A new study has provided further evidence of the deep inequality entrenched across Australia’s education system.

The report by the Mitchell Institute and Victoria University Educational Opportunity in Australia 2020: Who succeeds and who misses out? revealed that young people from poorer families, those living in rural and remote parts of Australia, and Indigenous Australians are being left behind.

NSW Teachers Federation President Angelo Gavrielatos said: “The hope we had in 2013, with the introduction of the original Gonski reforms, aimed at restoring some equity into school funding and therefore greater opportunity for all children has been progressively extinguished with the election of the Abbott, Turnbull and Morrison governments.

“They are the government for private schools, extending privilege for the already privileged.”

State and federal governments continue to fund private schools above their Schooling Resource Standard (SRS) while our public schools are in receipt of less than 90 per cent of the minimum funding they need.

“Between 2020-23, NSW public schools will be denied more than $5.5 billion dollars while private schools will be gifted $807 billion above their SRS,” Mr Gavrielatos said.

“In 2023, this translates to $816 above SRS per private school student and a shortfall of $1525 per public school student.

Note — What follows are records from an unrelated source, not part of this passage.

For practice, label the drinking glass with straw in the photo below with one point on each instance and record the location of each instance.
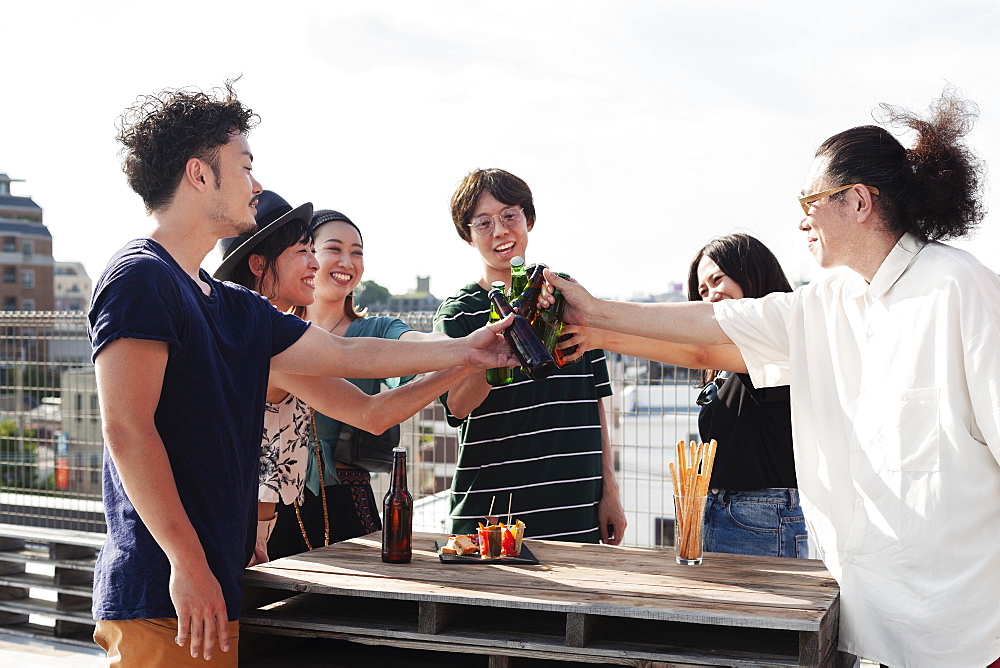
(690, 475)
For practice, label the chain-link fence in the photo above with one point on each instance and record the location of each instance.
(51, 447)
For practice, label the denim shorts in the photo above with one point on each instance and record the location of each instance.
(767, 522)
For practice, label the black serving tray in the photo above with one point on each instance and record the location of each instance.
(526, 557)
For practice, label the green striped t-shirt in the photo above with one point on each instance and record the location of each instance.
(536, 444)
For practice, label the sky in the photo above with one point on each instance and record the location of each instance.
(643, 128)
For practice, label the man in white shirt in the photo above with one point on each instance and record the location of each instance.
(893, 361)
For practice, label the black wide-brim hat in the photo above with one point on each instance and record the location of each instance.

“Unless the government addresses the inequality in school funding and invests in students in public schools, another generation of students who are vulnerable or from disadvantaged backgrounds is at risk of missing out on the opportunity to reach their potential.”

The Federal Government placed an arbitrary 20 per cent cap on federal funding for the nation’s public schools in 2017.

Subsequent bilateral agreements and a refusal to invest extra resources to address the deep inequality in school funding will result in a $19 billion shortfall for public schools until 2023, when measured against the minimum funding required to meet the educational needs of Australia’s students.

Federation calls on the NSW and Federal governments to take urgent action by providing public schools with at least their minimum SRS funding they need to prevent further entrenching disadvantage and ensure that every child can have access to a high-quality education, regardless of their circumstances.